昭和基地でとても悲しい出来事がありました。
第4次南極地域観測隊(1959-61年)の福島 紳(ふくしま しん)隊員の遭難です。
その日福島隊員は、屋外につながれたカラフト犬の給餌を終え、
海氷上に置かれたソリの点検に向かったところ、ブリザードのために方向を見失い、
行方不明になってしまいました。
直前まで福島隊員と一緒にいた吉田 栄夫(よしだ よしお)隊員は、
村石 幸彦(むらいし ゆきひこ)隊員と共に福島隊員の捜索に当たりましたが、
発見には至らず、ブリザードのため基地に帰ることもできず、ビバークすることに。
その後の懸命な捜索活動でも、福島隊員の姿を見つけることはできませんでした。

福島隊員が発見されたのは1968年2月9日。第8次隊から第9次隊に交代する頃でした。
第9次隊が地質調査に出かけたところ、岩陰に横たわる福島隊員の姿がありました。
昭和基地から4kmほど離れたところだったそうです。
第8次隊は帰国寸前で、船に乗り込んだところでした。
偶然にも、第8次隊には吉田隊員をはじめ第4次隊の仲間が5人、第9次隊には2人いて、涙の再会になりました。

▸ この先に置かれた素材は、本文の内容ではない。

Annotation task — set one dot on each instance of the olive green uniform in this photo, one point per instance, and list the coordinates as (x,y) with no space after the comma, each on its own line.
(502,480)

3 【福島隊員の遺骨を背負う吉田隊員(右)】 提供:吉田栄夫氏

広報誌『極』18号、吉田栄夫「第4次越冬-厳しい試練に耐えて(2)」をどうぞご覧ください。


吉田隊員、村石隊員は、現在「日本極地研究振興会」で活躍されています。

南極・北極科学館のミュージアムショップは、日本極地研究振興会の皆さんに
運営していただいているのです!

https://twitter.com/JpraShop/status/1157483320109719552

Image1_2_1 お二人が科学館のガイドをしてくださることも…。

吉田隊員(中央)と村石隊員(左)と藤井理行 元所長(右)。お話を聞けたらラッキーです!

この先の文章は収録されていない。